- Location of Rio Chiquito, New Mexico
- Rio Chiquito, New Mexico Location in the United States
- Coordinates: 35°59′57″N 105°54′25″W﻿ / ﻿35.99917°N 105.90694°W
- Country: United States
- State: New Mexico
- County: Santa Fe

Area
- • Total: 1.07 sq mi (2.78 km^{2})
- • Land: 1.07 sq mi (2.78 km^{2})
- • Water: 0 sq mi (0.00 km^{2})
- Elevation: 6,736 ft (2,053 m)

Population (2020)
- • Total: 200
- • Density: 186.0/sq mi (71.82/km^{2})
- Time zone: UTC-7 (Mountain (MST))
- • Summer (DST): UTC-6 (MDT)
- Area code: 505
- FIPS code: 35-63110
- GNIS feature ID: 2409170

= Rio Chiquito, New Mexico =

Rio Chiquito is a census-designated place in Santa Fe County, New Mexico, United States. It is part of the Santa Fe, New Mexico Metropolitan Statistical Area. As of the 2020 census, Rio Chiquito had a population of 200.
==Geography==

According to the United States Census Bureau, the CDP has a total area of 1.5 sqmi, all land.

==Demographics==

As of the census of 2000, there were 103 people, 32 households, and 30 families residing in the CDP. The population density was 67.1 PD/sqmi. There were 37 housing units at an average density of 24.1 per square mile (9.3/km^{2}). The racial makeup of the CDP was 37.86% White, 62.14% from other races. Hispanic or Latino of any race were 90.29% of the population.

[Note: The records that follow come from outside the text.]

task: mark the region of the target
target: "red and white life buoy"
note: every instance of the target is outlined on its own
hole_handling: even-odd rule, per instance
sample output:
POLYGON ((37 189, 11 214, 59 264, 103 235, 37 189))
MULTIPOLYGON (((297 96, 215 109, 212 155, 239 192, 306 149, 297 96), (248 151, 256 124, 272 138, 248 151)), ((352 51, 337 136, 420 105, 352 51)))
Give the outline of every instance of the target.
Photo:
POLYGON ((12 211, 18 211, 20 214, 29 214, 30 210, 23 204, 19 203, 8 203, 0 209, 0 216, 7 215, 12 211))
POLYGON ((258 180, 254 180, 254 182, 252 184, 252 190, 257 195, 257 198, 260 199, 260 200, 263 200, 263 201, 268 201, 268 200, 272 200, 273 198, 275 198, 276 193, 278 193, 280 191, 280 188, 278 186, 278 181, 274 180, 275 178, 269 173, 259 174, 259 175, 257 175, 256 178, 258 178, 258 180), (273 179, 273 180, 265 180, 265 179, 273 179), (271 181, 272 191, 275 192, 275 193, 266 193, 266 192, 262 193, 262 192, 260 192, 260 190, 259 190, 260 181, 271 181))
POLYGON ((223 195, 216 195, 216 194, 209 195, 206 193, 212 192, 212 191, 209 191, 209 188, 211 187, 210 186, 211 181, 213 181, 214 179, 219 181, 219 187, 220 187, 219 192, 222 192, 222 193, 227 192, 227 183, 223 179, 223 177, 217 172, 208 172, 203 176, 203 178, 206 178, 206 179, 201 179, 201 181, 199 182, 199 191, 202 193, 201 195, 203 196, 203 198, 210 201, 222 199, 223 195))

There were 32 households, out of which 56.3% had children under the age of 18 living with them, 75.0% were married couples living together, 12.5% had a female householder with no husband present, and 6.3% were non-families. 6.3% of all households were made up of individuals, and 3.1% had someone living alone who was 65 years of age or older. The average household size was 3.22 and the average family size was 3.23.

In the CDP, the population was spread out, with 34.0% under the age of 18, 7.8% from 18 to 24, 28.2% from 25 to 44, 20.4% from 45 to 64, and 9.7% who were 65 years of age or older. The median age was 37 years. For every 100 females, there were 119.1 males. For every 100 females age 18 and over, there were 94.3 males.

The median income for a household in the CDP was $44,135, and the median income for a family was $44,135. Males had a median income of $46,250 versus $50,156 for females. The per capita income for the CDP was $13,983. None of the population and none of the families were below the poverty line.

Historical population
| Census | Pop. | Note | %± |
| 2020 | 200 |  | — |
U.S. Decennial Census

==Education==
The community is in Española Public Schools. The comprehensive public high school is Española Valley High School.